Getting Your Financial House in Order

(NAPS)-If you're thinking-or just dreaming-about becoming a homeowner, before even setting foot on potential properties, it's critical to make sure your financial house is in order.
Here are tips that can help:
* Ensure that you can truly afford your home. Take into account your entire financial picture. A number of online tools can help you estimate the price of a home you can afford based on your income, debts and other obligations. For example, there's Front Door's affordability calculator at There are also mortgage calculators that can show you how a larger down payment can lower your monthly mortgage payment.

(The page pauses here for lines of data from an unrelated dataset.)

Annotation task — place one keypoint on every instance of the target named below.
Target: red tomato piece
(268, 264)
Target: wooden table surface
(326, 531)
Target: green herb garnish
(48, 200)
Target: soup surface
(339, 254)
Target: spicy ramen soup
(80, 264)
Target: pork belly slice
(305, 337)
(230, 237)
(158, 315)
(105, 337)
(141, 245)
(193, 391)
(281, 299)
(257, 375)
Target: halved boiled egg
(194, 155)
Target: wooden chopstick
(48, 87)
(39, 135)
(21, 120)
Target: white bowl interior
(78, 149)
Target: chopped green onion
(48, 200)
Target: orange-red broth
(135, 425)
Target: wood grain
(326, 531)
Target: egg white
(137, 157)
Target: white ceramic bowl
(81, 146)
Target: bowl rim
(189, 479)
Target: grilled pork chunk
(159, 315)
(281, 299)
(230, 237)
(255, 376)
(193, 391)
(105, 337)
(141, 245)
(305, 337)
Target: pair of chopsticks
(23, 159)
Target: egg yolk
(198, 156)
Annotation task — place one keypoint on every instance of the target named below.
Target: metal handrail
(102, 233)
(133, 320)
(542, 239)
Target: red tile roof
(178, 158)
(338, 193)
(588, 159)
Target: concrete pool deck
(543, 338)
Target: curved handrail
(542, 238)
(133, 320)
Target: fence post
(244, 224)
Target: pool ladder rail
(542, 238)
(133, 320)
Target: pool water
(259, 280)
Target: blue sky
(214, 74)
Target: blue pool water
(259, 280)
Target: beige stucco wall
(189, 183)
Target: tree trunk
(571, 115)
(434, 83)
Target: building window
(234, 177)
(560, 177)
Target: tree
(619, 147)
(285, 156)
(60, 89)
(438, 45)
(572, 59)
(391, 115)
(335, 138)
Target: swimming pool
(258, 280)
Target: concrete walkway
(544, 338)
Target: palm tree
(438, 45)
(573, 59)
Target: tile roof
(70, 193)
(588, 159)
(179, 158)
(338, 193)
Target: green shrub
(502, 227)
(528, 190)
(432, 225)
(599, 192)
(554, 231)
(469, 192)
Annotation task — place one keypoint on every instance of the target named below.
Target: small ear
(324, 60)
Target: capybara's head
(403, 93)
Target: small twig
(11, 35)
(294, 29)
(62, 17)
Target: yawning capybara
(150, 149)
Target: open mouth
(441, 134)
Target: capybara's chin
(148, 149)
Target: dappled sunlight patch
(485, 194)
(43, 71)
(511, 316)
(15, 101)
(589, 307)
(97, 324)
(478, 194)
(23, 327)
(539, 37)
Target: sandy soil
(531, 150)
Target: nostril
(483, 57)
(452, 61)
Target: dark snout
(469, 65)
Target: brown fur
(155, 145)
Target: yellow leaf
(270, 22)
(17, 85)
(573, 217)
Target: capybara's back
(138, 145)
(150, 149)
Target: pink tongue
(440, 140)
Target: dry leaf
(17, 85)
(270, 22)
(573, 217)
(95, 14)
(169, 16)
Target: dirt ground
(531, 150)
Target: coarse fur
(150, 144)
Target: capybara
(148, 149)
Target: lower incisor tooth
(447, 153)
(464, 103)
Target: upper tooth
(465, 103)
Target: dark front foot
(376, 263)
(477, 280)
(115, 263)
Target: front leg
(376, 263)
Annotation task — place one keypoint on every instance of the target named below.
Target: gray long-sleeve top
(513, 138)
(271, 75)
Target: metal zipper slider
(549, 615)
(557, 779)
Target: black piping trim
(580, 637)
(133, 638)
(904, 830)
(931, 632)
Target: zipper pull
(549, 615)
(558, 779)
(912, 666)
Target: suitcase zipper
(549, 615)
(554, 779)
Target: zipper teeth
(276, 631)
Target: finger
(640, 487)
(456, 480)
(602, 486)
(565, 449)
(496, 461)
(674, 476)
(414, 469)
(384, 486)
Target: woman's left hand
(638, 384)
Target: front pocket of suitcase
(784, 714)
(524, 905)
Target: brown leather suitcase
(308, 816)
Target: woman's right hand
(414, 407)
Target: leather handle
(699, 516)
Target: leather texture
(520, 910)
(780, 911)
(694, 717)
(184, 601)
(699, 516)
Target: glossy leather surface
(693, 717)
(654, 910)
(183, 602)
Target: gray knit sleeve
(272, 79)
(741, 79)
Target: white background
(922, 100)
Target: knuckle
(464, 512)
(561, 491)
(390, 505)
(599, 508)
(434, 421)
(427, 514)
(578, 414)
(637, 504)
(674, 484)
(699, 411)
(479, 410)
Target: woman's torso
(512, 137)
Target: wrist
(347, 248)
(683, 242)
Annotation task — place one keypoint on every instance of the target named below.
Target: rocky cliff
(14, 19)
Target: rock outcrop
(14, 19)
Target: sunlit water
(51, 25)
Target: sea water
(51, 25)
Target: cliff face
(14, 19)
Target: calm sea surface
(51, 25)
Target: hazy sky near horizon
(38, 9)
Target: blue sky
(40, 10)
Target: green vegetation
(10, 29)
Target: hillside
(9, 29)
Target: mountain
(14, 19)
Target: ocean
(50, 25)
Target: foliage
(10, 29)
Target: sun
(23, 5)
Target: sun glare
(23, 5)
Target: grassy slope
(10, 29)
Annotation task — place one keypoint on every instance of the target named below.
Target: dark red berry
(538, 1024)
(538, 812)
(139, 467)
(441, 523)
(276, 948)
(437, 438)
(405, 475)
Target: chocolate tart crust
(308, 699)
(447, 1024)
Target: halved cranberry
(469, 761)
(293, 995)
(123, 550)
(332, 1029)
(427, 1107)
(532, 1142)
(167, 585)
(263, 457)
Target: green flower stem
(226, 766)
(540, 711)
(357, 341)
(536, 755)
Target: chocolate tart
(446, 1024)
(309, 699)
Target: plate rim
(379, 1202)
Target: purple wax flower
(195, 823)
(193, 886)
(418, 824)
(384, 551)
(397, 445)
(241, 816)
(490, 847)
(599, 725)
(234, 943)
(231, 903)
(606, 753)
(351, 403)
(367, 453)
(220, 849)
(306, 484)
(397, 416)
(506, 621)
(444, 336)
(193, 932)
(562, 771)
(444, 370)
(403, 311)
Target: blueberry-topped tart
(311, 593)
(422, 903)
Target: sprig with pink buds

* Consider the positives-and the negatives-of homeownership. Homeowners can reap considerable benefits including tax breaks, home appreciation and the opportunity to build personal wealth. Today, home equity-the value of the house minus the balance owed-represents a large portion of a typical family's wealth.
However, it's important to remember that owning a home comes with a number of financial obligations. Having to replace a roof, an appliance or something larger can cause considerable hardship if not properly planned for.
* Start building equity from day one. If you have a down payment of less than 20 percent, mortgage insurance is often necessary. This is typically obtained through either the government-backed Federal Housing Administration (FHA) or a private mortgage insurer. Private mortgage insurance is commonly used when putting at least 5 percent down, while FHA loans can require as little as 3.5 percent. While many first-time borrowers believe 3.5 percent is the better option, the added costs layered on top of the mortgage-in addition to recently increased FHA insurance premiums-are significantly more expensive than with a 5 percent down payment on a privately insured loan. By putting the 5 percent down, you can enter a home with more equity and build equity faster.
* Remember the additional costs of homeownership. These can include closing costs; homeowner's insurance; city and county property taxes; utilities; and, if you buy in a planned subdivision or a condominium, homeowner's association fees.
Before you buy a home, it's important to understand the full cost of ownership. When you do, you can have a home you love and the peace of mind that comes with knowing you're prepared.